Q: What did you learn in GeauxTeach STEM that informs how you think about teaching or how you approach your job? What skills did you learn in GeauxTeach STEM that have benefited you in your career?

[GeauxTeach STEM] really pushed the inquiry based lessons. Not that every lesson has to be inquiry based, but I think, the reflection bit of a lesson and recognizing [every lesson] doesn't have to be that way forever [is important]. Picking one lesson in every unit every year and doing some internet research on how you can teach a lesson in a different/more engaging/more student-centered way is something that GeauxTeach did a great job of giving us a mindset to do. They taught us how we can reframe a lesson to be more student centered.

Debugging code

Michelle helping a student debug their code.

Q: Is there anything else you would like to share with us?
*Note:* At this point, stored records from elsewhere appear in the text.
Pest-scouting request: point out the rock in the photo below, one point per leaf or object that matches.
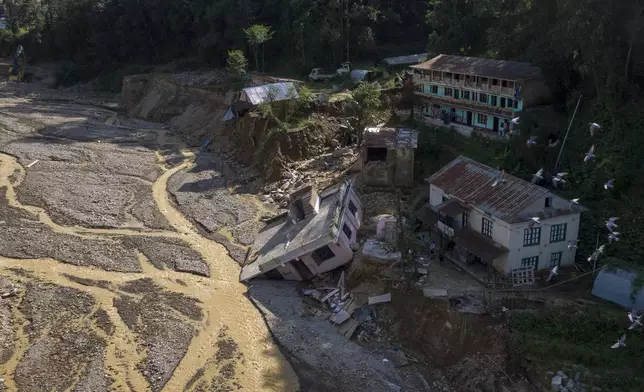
(340, 152)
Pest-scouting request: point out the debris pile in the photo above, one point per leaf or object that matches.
(346, 311)
(580, 380)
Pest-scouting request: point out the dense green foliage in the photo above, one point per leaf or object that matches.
(584, 47)
(563, 337)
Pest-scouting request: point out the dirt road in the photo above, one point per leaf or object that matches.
(115, 288)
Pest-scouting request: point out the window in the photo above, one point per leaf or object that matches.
(347, 230)
(466, 218)
(530, 261)
(352, 208)
(558, 232)
(532, 236)
(376, 154)
(486, 227)
(322, 254)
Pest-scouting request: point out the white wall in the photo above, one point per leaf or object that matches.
(545, 248)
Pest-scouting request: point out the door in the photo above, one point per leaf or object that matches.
(302, 269)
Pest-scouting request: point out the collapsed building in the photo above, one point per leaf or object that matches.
(317, 234)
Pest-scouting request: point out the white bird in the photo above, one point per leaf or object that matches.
(613, 236)
(553, 273)
(590, 154)
(500, 180)
(610, 224)
(636, 323)
(558, 179)
(538, 176)
(632, 315)
(620, 342)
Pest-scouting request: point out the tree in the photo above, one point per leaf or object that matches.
(237, 63)
(257, 35)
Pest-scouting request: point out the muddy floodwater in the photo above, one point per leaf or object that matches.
(120, 305)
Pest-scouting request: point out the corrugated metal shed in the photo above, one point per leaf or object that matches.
(615, 286)
(471, 182)
(271, 92)
(501, 69)
(409, 59)
(390, 137)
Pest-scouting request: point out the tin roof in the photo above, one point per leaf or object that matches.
(271, 92)
(498, 69)
(409, 59)
(390, 137)
(471, 182)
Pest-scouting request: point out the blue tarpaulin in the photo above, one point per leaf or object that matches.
(616, 286)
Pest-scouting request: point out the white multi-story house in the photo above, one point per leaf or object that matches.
(487, 213)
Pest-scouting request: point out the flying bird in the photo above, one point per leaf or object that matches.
(590, 154)
(636, 322)
(613, 236)
(553, 273)
(558, 179)
(610, 224)
(538, 176)
(620, 342)
(534, 221)
(633, 315)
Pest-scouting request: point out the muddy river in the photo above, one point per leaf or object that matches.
(258, 367)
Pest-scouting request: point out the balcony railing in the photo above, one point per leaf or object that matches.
(466, 84)
(468, 103)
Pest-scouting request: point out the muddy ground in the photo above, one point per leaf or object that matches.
(115, 290)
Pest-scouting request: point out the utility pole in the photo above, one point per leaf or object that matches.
(567, 131)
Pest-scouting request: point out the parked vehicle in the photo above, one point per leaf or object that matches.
(319, 73)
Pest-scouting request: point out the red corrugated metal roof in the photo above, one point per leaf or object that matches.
(471, 182)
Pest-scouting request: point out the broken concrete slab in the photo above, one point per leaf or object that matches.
(435, 293)
(380, 251)
(380, 299)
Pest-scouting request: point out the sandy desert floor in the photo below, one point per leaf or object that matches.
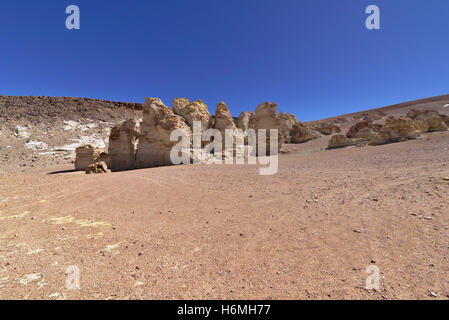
(224, 232)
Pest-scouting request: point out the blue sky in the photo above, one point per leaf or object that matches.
(315, 58)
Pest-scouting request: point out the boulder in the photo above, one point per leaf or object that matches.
(429, 120)
(224, 121)
(340, 141)
(195, 111)
(396, 130)
(154, 145)
(223, 118)
(364, 130)
(266, 119)
(287, 122)
(246, 120)
(374, 115)
(97, 167)
(299, 133)
(323, 126)
(86, 155)
(122, 145)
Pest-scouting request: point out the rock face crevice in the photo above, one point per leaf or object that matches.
(267, 119)
(88, 154)
(123, 145)
(154, 145)
(135, 144)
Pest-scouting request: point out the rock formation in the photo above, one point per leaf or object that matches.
(195, 111)
(287, 122)
(122, 145)
(246, 120)
(299, 133)
(154, 144)
(225, 122)
(325, 127)
(97, 167)
(86, 155)
(363, 129)
(429, 120)
(396, 130)
(341, 141)
(373, 115)
(266, 119)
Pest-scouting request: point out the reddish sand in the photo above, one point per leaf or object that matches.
(224, 232)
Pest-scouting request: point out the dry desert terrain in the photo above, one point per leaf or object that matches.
(225, 232)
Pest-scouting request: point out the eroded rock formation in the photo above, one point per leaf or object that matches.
(266, 119)
(246, 120)
(363, 129)
(323, 126)
(193, 111)
(299, 133)
(97, 167)
(122, 145)
(396, 130)
(154, 146)
(429, 120)
(86, 155)
(341, 141)
(287, 122)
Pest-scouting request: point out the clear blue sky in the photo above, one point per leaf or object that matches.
(315, 58)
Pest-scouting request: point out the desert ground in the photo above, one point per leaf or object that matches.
(223, 231)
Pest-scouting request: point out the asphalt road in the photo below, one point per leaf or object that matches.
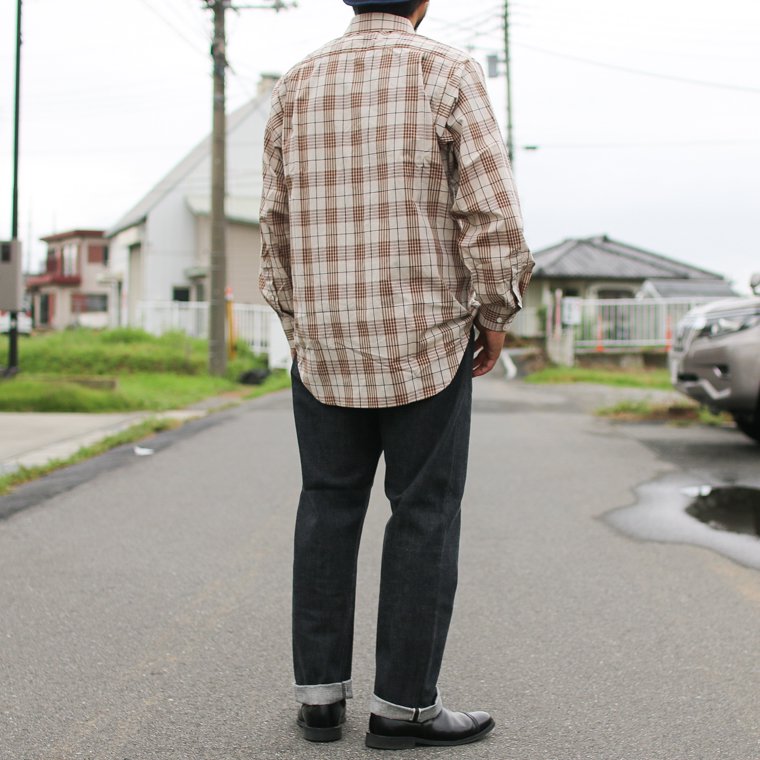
(144, 601)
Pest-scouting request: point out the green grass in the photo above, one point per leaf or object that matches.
(122, 351)
(650, 378)
(148, 372)
(137, 432)
(682, 413)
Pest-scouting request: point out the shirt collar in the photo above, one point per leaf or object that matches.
(379, 22)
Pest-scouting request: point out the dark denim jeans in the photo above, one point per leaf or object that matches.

Just keep in contact with the people that you went through undergrad, or grad school, with. If you can create a cohort out of those folks and keep doing professional developments, take advantage of every opportunity. This year I'm actually going to the 2023 CSTA (Computer Science Teachers Association) Annual Conference. When I did math, I went to the NCTM (National Council of Teachers of Mathematics) Annual Meeting, and it was so life changing. It was amazing. I left and thought, ‘Wow, there are so many new ideas.’ I think that if you're thinking about where to go once you're a teacher, just keep taking advantage of the professional learning opportunities. You're gonna love it. You're gonna meet so many new people. And you're always going to stay on top of what's exciting.